Ola Dell Cuddeback Ford is the grandmother who Laura Weltin remembers with great love and affection. Working the farm located northeast of Tehachapi near the Eastside Cemetery, she raised chickens and rabbits to sell to local stores, as well as butter and eggs. Galinger's Food Market was one of the sources for her products. This was still not enough money to raise a growing family, so husband John secured employment at the legendary Yellow Aster mine in Randsburg, coming home on weekends.

When Ola was about ten years old, the family lived in Mojave. She would ride the train to the railroad section at Cameron Canyon Rd. and the train would stop and let her off where she would walk to the home of Babe Monroe where she had piano lessons. There is no information as to how she got back to Mojave but it is presumed the train coming through was signaled for a stop and she was able to ride back.

As Leatta, always known as "Tootie," grew up, she met a young man, Lester "Hooks" Anderson, who came calling. John Ford, a typical father of that day, was not pleased with any young man interested in his daughter. Hooks would visit Tootie but if Dad showed up, he'd leave by the back door to avoid any bad feelings. Tootie and Hooks would marry and buy property on Cherry Lane where their children, Della and Laura, would grow up.

Of those days with Grandma Ola, Laura remembers Ola telling her that rabbits cannot stand much heat and it was important to keep the cages cool. To accomplish this, she would wet gunny sacks to cover the hutches. The Tehachapi breeze would provide the coolness needed. One drawback, however, were rattlesnakes also being drawn to the area. For that reason Laura was never allowed near the cages.

Ola and John continued living at the farm selling their homemade food products but the time had come for them to retire. They sold their ranch and moved to Bakersfield. Then, as the years passed, John and Ola came to live next to Tootie and Hooks on Cherry Lane. Laura was able to have close contact with her beloved grandparents. John would die in 1969 at age 85, but Ola would live to age 91.

Laura met and married a young Ohio man, who had come to Tehachapi to be employed at the Correctional Institution. She and her husband, Roman Weltin, have made their home in Tehachapi. Reaching back through the centuries it's nice to think about those many generations of pioneering folk who came before them preparing the way.

Postscript:

I climbed out onto another limb on the Cuddeback tree in order to bring you a Kawaiisu story once told by Kawaiisu Elder, Andy Greene, about Bill Cuddeback's son, Charles "Bead" Cuddeback.
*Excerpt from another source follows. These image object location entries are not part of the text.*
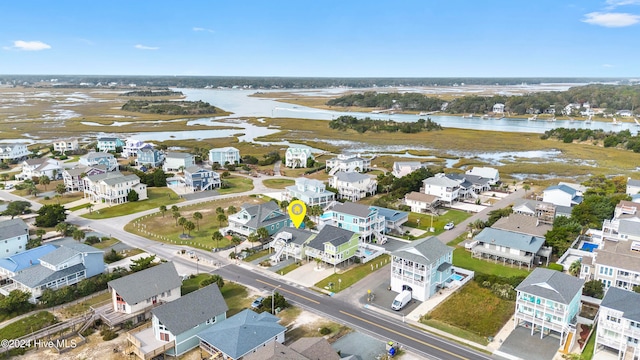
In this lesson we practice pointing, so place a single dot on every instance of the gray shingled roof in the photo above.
(623, 300)
(144, 284)
(330, 234)
(192, 309)
(12, 228)
(552, 285)
(424, 251)
(352, 209)
(242, 332)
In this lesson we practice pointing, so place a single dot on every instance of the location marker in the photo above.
(297, 210)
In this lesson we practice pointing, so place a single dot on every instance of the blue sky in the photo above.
(347, 38)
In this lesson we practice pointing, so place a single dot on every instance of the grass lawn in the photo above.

Charles had a horse that would run as soon as he got on him. Someone suggested he tie the horse before mounting him. Bead tied him but when he mounted him the horse reared and fell over backward crushing Bead and killing him. He was twenty-two. Not all stories are happy.

Andy stated that the family buried him and had a tombstone placed on his grave. Later though, they exhumed the body and had it cremated and the ashes scattered over Sand Canyon. The reason he was called Bead was because he searched for and collected Indian beads.